For the same tea house review, find the most similar review in the dataset using the cosine similarity.

## Exercise: Centering the Vectors

Sometimes you'll get better results when measuring similarities if you center the document vectors. This means you subtract the mean of the vectors from each vectors, so the new mean is 0. Why do you think this could help with similarity metrics?

Uncomment the following line after you've decided your answer.

In [None]:
#q_4.solution()

## Exercise: Find the most similar review

Given the review above, find the most similar document within the Yelp dataset using the cosine similarity.

In [None]:
def cosine_similarity(a, b):
    return np.dot(a, b)/np.sqrt(a.dot(a)*b.dot(b))

In [None]:
review_vec = nlp(review).vector

## Center the document vectors
# Calculate the mean for the document vectors, should have shape (300,)
vec_mean = ____
# Subtract the mean from the vectors
centered = ____

# Calculate similarities for each document in the dataset
# Make sure to subtract the mean from the review vector
sims = ____

# Get the index for the most similar document
most_similar = ____
q_5.check()

In [None]:
# Uncomment if you need some guidance
# q_5.hint()
# q_5.solution()

In [None]:
#%%RM_IF(PROD)%%
review_vec = nlp(review).vector

## Center the document vectors
# Calculate the mean for the document vectors
vec_mean = vectors.mean(axis=0)
# Subtract the mean from the vectors
centered = vectors - vec_mean

# Calculate similarities for each document in the dataset
# Make sure to subtract the mean from the review vector
sims = np.array([cosine_similarity(review_vec - vec_mean, vec) for vec in centered])
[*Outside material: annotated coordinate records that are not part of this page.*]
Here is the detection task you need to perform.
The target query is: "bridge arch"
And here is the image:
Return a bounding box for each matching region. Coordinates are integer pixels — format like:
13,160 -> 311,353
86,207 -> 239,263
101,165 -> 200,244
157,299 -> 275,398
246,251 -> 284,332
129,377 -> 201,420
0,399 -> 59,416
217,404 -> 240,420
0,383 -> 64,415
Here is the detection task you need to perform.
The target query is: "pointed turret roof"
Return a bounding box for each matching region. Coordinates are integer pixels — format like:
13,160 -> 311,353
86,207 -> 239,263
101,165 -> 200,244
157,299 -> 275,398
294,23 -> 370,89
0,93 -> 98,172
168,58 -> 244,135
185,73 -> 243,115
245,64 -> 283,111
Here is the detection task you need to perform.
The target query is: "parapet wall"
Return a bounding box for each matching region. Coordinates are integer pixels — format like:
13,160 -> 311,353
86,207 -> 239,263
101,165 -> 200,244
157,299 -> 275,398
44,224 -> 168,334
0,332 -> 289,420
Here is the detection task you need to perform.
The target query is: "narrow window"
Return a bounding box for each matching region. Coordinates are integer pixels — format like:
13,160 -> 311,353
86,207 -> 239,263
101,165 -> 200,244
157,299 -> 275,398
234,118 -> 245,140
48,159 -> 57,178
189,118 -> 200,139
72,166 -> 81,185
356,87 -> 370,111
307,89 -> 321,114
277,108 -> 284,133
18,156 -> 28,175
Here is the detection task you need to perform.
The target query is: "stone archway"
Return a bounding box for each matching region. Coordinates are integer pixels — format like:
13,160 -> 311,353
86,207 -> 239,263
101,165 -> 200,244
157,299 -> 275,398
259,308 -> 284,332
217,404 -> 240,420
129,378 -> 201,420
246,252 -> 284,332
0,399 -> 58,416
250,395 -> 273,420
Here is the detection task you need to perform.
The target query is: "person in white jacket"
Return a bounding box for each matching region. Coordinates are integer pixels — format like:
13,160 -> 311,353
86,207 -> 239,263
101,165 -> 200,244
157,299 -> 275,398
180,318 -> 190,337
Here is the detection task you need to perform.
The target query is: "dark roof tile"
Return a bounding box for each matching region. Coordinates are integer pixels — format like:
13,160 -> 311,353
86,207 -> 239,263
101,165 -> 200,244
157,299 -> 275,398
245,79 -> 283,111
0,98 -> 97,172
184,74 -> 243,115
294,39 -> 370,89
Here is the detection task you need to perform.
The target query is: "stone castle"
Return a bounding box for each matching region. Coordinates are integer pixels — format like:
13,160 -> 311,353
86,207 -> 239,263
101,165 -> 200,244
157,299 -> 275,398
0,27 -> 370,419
# Get the index for the most similar document
most_similar = sims.argmax()
q_5.assert_check_passed()

In [None]:
print(review_data.iloc[most_similar].text)

Even though there are many different sorts of businesses in our Yelp dataset, you should have found another tea shop. 

## Exercise: Other similar reviews

If you look at other similar reviews, you'll see many coffee shops. Why do you think reviews for coffee are similar to the example review which mentions only tea?

In [None]:
#q_6.solution()

Congratulations on finishing this course! At this point you know how to get embeddings for each word in the documents, but you're only using the averaged document vectors with these models. Using the word vectors themselves might result in even better performing models. To do this you'll want to use a recurrent neural network (RNN for short). We won't cover RNNs in this course, but look them up if you want to learn about state-of-the-art NLP models.